Ella se encogió de hombros.
- No sirve de nada criticar el pasado, ¿verdad?
Él no dejó que se escapara.
- ¿Sobre qué? ¡Vamos, Rosie!
- Bueno…, tal vez entrar en Canadá…
- Sí, eso fue un error, de acuerdo. ¡Pero no nuestro! Los Grasis sabían que no podíamos permitirles introducir tropas en Manitoba. ¡Ese fue un error de Tam Gulsmit! Y otro tanto puede decirse de los Poblas. Una vez habíamos empezado a luchar teníamos que eliminar Lop Nor…, un ataque rápido, limpio, con el mínimo número posible de bajas. Deberían haberlo aceptado en lugar de tomar represalias…

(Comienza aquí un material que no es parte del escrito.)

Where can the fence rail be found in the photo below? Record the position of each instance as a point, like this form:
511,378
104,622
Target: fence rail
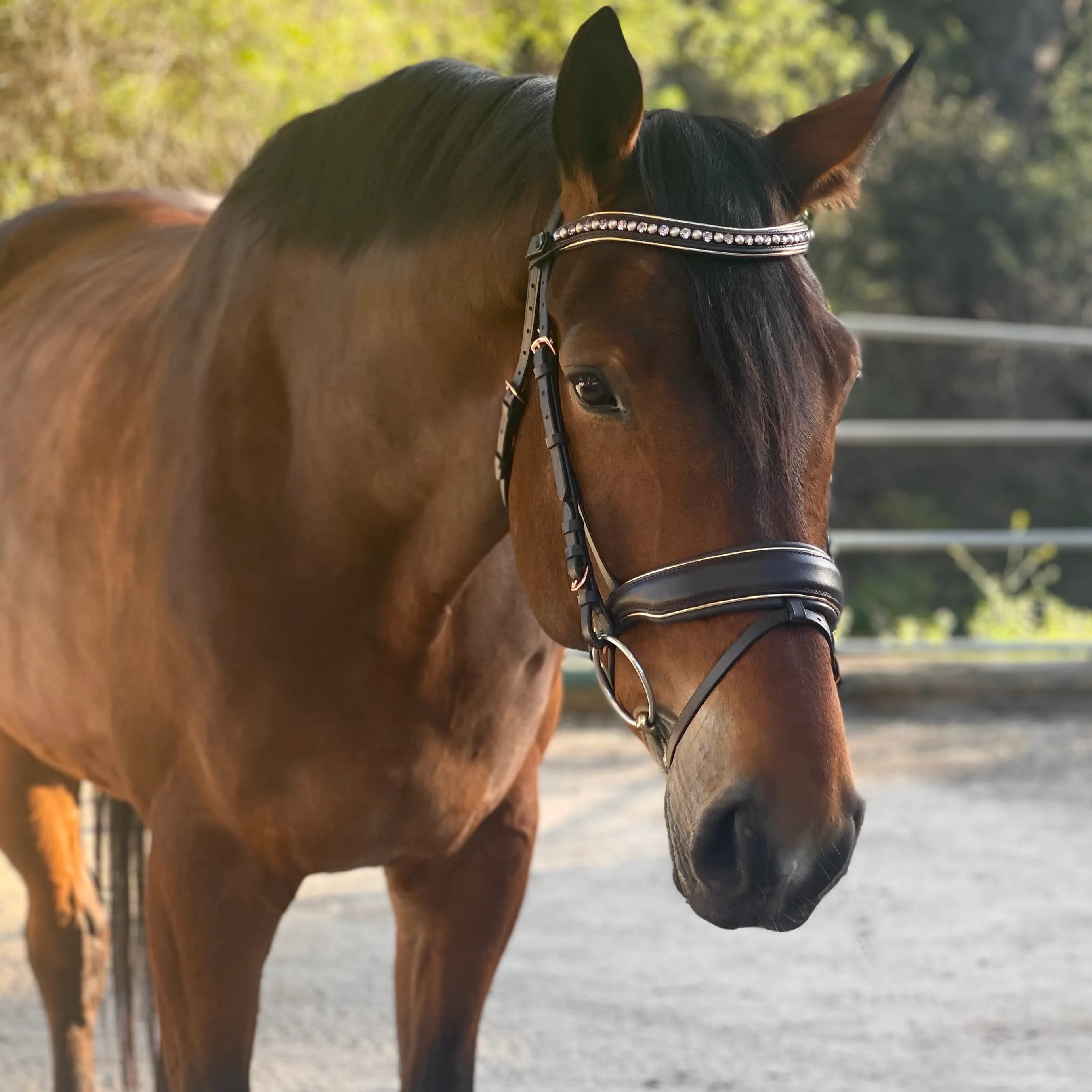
901,433
919,329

A pesar de sus palabras, oía voces en su interior que cuestionaban sus propias afirmaciones, voces que hablaban con el tono de Tam Gulsmit y el Heredero de Mao: «No corríamos peligro enviando tropas para proteger las arenas bituminosas porque sabíamos que vosotros no podríais permitiros la invasión». «No deberíais haber bombardeado Lop Nor. Deberíais haber sabido que tendríamos que tomar represalias.» Las voces en el interior de la mente de God Menninger eran las únicas que esos líderes tendrían jamás. El Heredero de Mao yacía tumbado con los ojos salidos de las órbitas y la lengua entre los labios, muerto en el refugio profundo construido bajo Pekín, y los átomos que habían compuesto en el pasado el cuerpo de Gulsmit caían de la columna de fuego que cubría Clydeside.

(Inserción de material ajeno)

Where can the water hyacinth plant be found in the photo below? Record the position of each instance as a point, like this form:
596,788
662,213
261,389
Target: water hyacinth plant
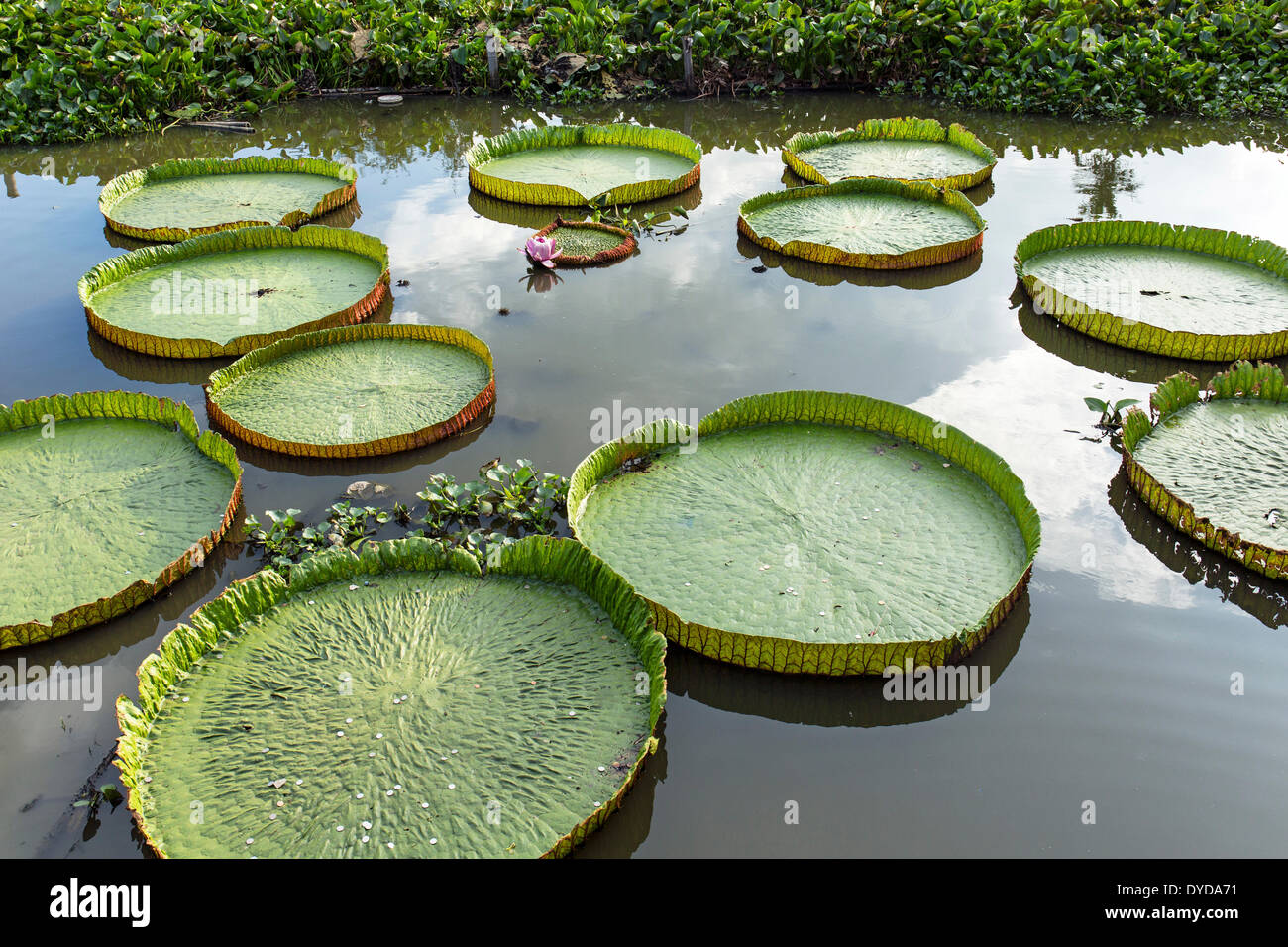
506,502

El misil libio había pasado por encima de Atlanta, de Asheville y Johnson City, comparando el terreno con los perfiles que llevaba grabados en la memoria. Los engranajes de seguridad de su carga termonuclear caían uno tras otro mientras su diminuto y paranoico cerebro empezaba a reconocer la cercanía del objetivo que estaba destinado a destruir.

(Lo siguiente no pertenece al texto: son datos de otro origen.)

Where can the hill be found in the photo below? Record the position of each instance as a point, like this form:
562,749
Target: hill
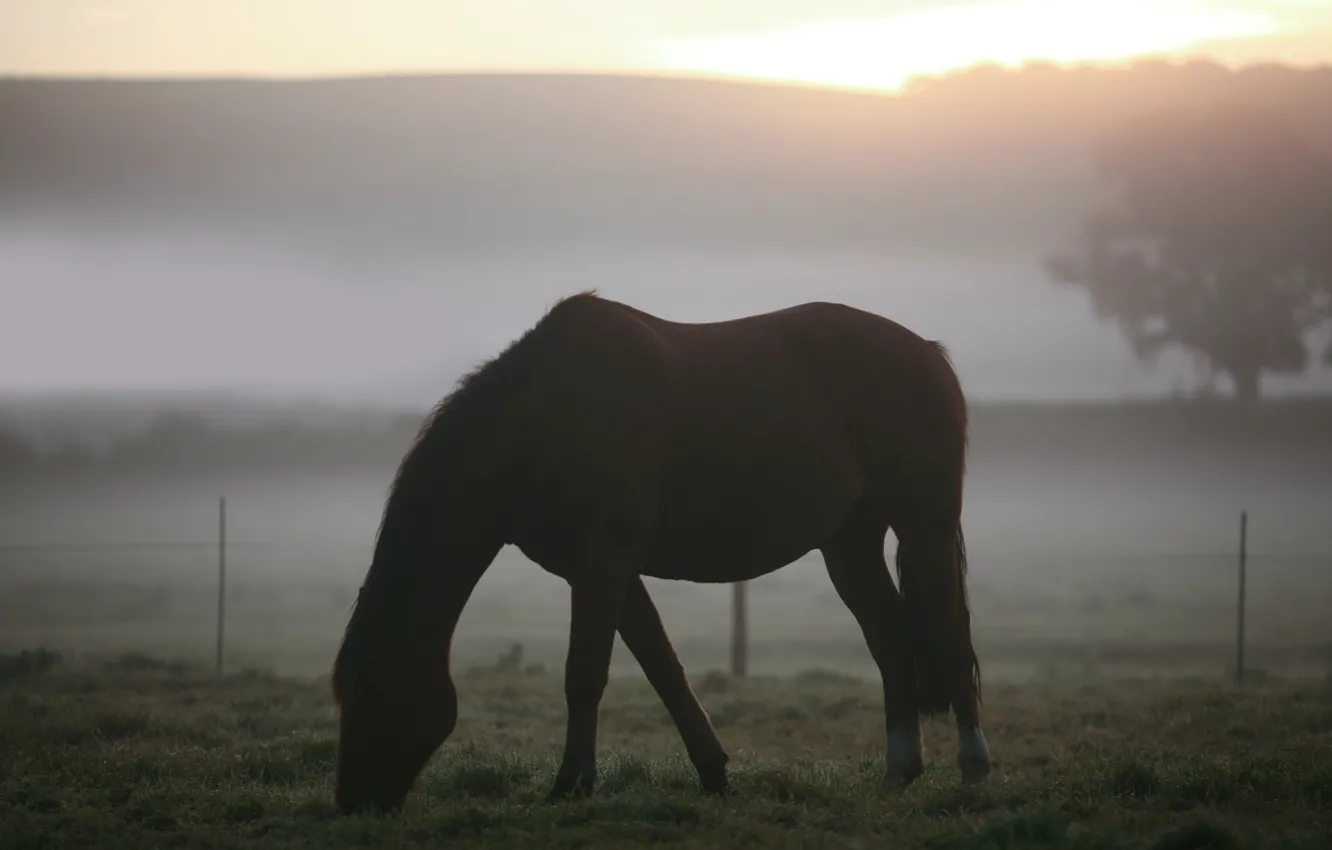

- Tiene mala pinta, Rosie -dijo Godfrey Menninger por fin, levantándose para volver a su mesa. Tal vez debería haber dejado que la madre de Margie se encargara de criarla. En ese caso, Margie tendría seguramente un marido y un par de hijos a estas alturas. Y tal vez…, tal vez el mundo habría sido un lugar diferente. Se preguntó si volvería a tener noticias suyas-. Rosie -dijo-, ponte en contacto con Houston. Comprueba si las conexiones de comunicación con Jem todavía funcionan, y también con las demás colonias, claro.
- ¿Ahora mismo, Godfrey? Dame diez minutos. Estoy recibiendo una llamada del Departamento de Defensa.
- Diez minutos está bien -dijo, pero antes de que transcurrieran estaba muerto.